Re: how java reserves memory

From:
Lew <lew@lewscanon.com>
Newsgroups:
comp.lang.java.programmer
Date:
Mon, 12 Nov 2007 21:26:22 -0500
Message-ID:
<xrCdneG4k6TTlqTanZ2dnUVZ_judnZ2d@comcast.com>
Lew schrieb:

Unlike C# or other languages, the stack / heap dichotomy is not part of
the programming model in Java.


Christian wrote:

Do you know if java really doesn`t have a stack under the hood for
faster garbage collecting ?


Of course Java has a stack, but it's got nothing to do with speeding up GC.

Wouldn`t it be rather easy to determine what objects in a function call
could be put on a stack instead of a heap... (no Global reference to
them directly or indirectly)


The JVM does all sorts of optimizations, some of which involve putting objects
on the heap, or even in registers.

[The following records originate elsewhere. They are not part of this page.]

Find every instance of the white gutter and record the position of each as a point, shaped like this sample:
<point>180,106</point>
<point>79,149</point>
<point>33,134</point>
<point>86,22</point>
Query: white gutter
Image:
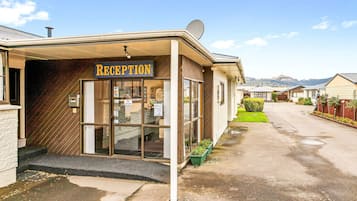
<point>39,42</point>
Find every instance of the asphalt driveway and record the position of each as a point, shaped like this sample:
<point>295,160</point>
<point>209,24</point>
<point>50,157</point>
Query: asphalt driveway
<point>295,157</point>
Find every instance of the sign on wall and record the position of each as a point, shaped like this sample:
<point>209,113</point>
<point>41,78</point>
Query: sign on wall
<point>124,69</point>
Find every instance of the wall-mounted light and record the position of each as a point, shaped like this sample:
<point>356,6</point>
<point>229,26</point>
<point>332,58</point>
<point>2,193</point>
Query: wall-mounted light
<point>126,52</point>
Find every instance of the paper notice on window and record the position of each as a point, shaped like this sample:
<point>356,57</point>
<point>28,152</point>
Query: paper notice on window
<point>116,92</point>
<point>128,102</point>
<point>158,110</point>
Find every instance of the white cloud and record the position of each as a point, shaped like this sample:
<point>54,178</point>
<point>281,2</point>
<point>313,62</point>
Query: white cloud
<point>282,35</point>
<point>257,42</point>
<point>224,44</point>
<point>348,24</point>
<point>18,13</point>
<point>323,25</point>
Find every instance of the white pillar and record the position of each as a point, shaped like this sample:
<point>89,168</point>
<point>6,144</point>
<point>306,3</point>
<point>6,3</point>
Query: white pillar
<point>173,118</point>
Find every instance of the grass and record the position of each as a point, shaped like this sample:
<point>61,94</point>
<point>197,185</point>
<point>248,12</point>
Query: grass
<point>243,116</point>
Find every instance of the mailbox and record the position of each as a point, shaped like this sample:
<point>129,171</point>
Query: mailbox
<point>73,100</point>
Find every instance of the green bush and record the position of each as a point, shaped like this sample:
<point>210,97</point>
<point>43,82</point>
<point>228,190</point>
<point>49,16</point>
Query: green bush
<point>253,104</point>
<point>301,101</point>
<point>307,101</point>
<point>198,150</point>
<point>205,143</point>
<point>274,96</point>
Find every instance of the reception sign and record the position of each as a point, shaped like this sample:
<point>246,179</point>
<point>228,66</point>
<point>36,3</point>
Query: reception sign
<point>124,69</point>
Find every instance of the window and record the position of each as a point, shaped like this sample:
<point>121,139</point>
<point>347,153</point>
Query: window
<point>2,76</point>
<point>220,93</point>
<point>192,114</point>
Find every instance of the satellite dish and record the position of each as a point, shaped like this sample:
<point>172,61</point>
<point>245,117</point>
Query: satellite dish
<point>196,28</point>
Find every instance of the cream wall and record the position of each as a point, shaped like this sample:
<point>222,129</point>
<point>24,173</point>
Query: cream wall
<point>342,88</point>
<point>220,112</point>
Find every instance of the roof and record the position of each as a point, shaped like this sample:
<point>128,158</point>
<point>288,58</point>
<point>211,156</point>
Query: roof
<point>110,45</point>
<point>8,33</point>
<point>262,89</point>
<point>352,77</point>
<point>294,87</point>
<point>317,87</point>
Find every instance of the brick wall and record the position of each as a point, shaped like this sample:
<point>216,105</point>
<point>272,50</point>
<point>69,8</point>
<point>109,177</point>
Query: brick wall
<point>8,144</point>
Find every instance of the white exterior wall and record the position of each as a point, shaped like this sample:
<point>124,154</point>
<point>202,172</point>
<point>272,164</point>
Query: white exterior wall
<point>220,112</point>
<point>8,144</point>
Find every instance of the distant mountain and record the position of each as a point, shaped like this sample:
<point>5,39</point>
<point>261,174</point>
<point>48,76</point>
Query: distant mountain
<point>283,81</point>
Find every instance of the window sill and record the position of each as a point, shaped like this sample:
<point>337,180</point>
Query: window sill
<point>9,107</point>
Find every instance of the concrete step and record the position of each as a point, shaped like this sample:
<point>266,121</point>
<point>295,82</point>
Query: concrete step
<point>26,154</point>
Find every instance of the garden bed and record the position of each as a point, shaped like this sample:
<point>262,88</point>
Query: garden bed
<point>340,120</point>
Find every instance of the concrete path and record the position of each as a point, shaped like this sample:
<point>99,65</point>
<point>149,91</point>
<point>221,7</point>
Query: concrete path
<point>296,157</point>
<point>101,167</point>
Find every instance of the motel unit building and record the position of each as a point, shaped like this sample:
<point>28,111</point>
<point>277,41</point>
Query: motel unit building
<point>85,96</point>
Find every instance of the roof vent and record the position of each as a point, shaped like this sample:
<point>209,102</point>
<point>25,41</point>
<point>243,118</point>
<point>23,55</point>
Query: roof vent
<point>49,31</point>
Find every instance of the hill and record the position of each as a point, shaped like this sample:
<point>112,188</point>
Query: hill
<point>283,81</point>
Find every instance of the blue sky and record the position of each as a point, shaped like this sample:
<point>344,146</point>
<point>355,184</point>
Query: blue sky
<point>299,38</point>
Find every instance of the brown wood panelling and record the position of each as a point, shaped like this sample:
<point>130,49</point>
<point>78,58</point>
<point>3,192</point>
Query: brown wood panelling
<point>49,120</point>
<point>191,70</point>
<point>208,103</point>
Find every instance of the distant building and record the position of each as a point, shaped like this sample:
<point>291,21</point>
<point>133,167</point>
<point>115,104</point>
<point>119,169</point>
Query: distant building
<point>343,85</point>
<point>262,92</point>
<point>294,93</point>
<point>313,92</point>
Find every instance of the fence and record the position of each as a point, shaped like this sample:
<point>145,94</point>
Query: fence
<point>342,110</point>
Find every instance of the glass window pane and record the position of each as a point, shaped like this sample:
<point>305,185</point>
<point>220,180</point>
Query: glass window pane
<point>194,100</point>
<point>96,102</point>
<point>2,80</point>
<point>156,142</point>
<point>127,140</point>
<point>96,139</point>
<point>194,132</point>
<point>127,111</point>
<point>187,138</point>
<point>157,102</point>
<point>186,99</point>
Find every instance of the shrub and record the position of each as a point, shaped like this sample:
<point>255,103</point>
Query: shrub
<point>274,96</point>
<point>301,101</point>
<point>199,150</point>
<point>253,104</point>
<point>205,143</point>
<point>307,101</point>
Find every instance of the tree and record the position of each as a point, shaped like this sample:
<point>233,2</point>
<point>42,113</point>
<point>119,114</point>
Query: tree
<point>353,104</point>
<point>334,102</point>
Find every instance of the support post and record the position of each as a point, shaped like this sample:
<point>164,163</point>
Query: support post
<point>173,118</point>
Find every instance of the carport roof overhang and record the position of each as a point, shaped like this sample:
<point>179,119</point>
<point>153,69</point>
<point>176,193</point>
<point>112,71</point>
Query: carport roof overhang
<point>151,43</point>
<point>110,45</point>
<point>233,70</point>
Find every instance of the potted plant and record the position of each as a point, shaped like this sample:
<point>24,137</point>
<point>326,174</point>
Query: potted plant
<point>323,101</point>
<point>353,104</point>
<point>198,156</point>
<point>207,143</point>
<point>334,102</point>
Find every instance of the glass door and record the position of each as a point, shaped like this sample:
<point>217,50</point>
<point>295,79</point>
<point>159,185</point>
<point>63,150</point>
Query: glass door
<point>96,117</point>
<point>127,117</point>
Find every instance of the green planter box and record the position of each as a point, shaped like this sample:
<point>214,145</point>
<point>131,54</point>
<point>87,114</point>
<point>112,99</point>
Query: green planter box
<point>210,148</point>
<point>198,160</point>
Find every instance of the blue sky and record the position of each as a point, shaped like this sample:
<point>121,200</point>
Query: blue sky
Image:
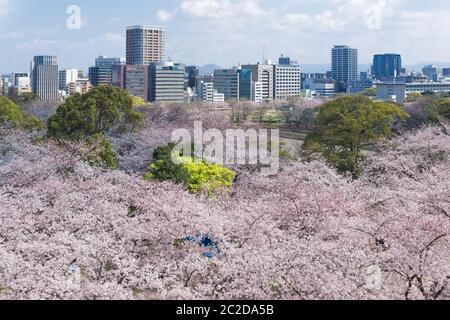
<point>226,32</point>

Escape analysis is part of how it does that.

I mean wouldn`t it be helpful for the garbage collector, if it would
know Objects that would usually be put on the stack, so they could be
cleared from the heap when the method that allocated them returned?


If they're on the stack, there's nothing to "be cleared from the heap" in the
first place.

So not a real stack but it sounds like an easy to do optimization.


There is a stack in Java, it's just not part of the programming model (much).
  It holds the method-call frame, variables and the like. It's also a
convenient tool for the optimizer, as you discerned.

As programmers, we allocate objects on the heap, conceptually. They may wind
up on the stack, in registers or even not allocated whatsoever, at run time,
according to the optimizer's wisdom, but that is of no moment to the programmer.